About this Famous Person
American outlaw, gang leader, bank and train robber and murderer
Source : Tim DOWLING
Jesse Woodson James was born in Clay County, Missouri, near the site of present day Kearney. Jesse James had two full siblings: his older brother, Alexander Franklin "Frank", and a younger sister, Susan Lavenia James. His father, Robert S. James, of Welsh ancestry, was a commercial hemp farmer and Baptist minister in Kentucky, who migrated to Missouri after marriage and helped found William Jewell College in Liberty, Missouri. He was prosperous, acquiring six slaves and more than 100 acres (0.40 km2) of farmland. Robert James travelled to California during the Gold Rush to minister to those searching for gold and died there when Jesse was three years old. After the death of Robert James, his widow Zerelda remarried twice, first to Benjamin Simms and then in 1855 to Dr. Reuben Samuel, who moved into the James' home. Jesse's mother and Reuben Samuel had four children together: Sarah Louisa, John Thomas, Fannie Quantrell, and Archie Peyton Samuel. Zerelda and Reuben Samuel acquired a total of seven slaves, who served mainly as farmhands in tobacco cultivation in Missouri. The approach of the American Civil War overshadowed the James-Samuel household. Missouri was a border state, sharing characteristics of both North and South, but 75% of the population was from the South or other border states. Clay County was in a region of Missouri later dubbed "Little Dixie," as it was a center of migration from the Upper South. Farmers raised the same crops and livestock as in the areas from which they had migrated. They brought slaves with them and purchased more according to need. The county had more slaveholders, who held more slaves, than in other regions. Aside from slavery, the culture of Little Dixie was southern in other ways as well. This influenced how the population acted during and after the American Civil War. In Missouri as a whole, slaves accounted for only 10 percent of the population, but in Clay County they constituted 25 percent.

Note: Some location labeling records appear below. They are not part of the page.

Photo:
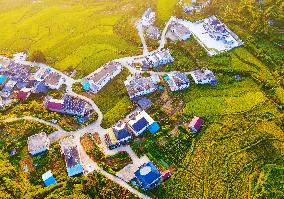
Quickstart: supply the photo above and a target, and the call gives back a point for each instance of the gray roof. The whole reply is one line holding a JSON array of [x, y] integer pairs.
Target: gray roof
[[38, 141]]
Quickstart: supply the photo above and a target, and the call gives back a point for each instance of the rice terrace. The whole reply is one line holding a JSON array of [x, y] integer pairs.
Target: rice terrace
[[142, 99]]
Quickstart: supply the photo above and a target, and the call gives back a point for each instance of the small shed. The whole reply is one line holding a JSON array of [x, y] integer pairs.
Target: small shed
[[24, 93], [3, 79], [195, 124], [48, 179]]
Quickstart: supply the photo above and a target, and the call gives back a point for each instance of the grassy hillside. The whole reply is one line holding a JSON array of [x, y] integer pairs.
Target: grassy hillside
[[165, 8], [77, 34]]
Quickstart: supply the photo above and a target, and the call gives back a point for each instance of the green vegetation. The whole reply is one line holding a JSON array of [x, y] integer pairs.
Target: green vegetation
[[165, 8], [112, 163], [113, 100], [81, 35], [15, 183], [34, 106], [239, 151], [270, 182]]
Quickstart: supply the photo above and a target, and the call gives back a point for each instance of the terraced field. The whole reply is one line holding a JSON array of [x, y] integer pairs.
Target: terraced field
[[71, 34]]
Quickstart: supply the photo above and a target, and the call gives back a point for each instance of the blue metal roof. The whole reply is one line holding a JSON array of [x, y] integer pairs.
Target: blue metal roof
[[154, 128], [86, 86], [77, 169], [48, 178], [41, 87], [140, 124], [3, 78], [121, 134], [150, 179]]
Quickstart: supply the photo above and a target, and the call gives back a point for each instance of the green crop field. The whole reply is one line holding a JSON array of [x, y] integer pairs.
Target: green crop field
[[76, 34], [165, 8]]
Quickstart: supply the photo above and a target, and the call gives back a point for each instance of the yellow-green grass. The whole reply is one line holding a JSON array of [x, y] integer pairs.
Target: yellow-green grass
[[229, 153], [165, 8], [77, 34], [113, 100], [223, 99]]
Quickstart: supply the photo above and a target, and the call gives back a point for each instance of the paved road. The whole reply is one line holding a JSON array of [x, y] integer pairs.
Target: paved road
[[163, 40], [90, 165], [140, 30]]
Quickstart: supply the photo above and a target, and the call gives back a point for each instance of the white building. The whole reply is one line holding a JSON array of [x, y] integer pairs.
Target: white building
[[148, 18], [177, 81], [138, 86], [97, 80], [54, 80], [139, 123], [204, 76]]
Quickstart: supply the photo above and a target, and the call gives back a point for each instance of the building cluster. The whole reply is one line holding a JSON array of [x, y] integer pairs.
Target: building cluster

After the passage of the Kansas-Nebraska Act in 1854, Clay County became the scene of great turmoil, as the question of whether slavery would be expanded into the neighboring Kansas Territory came to dominate public life. Numerous people from Missouri migrated to Kansas to try to influence its future. Much of the tension that led up to the Civil War centered on the violence that erupted in Kansas between pro- and anti-slavery militias.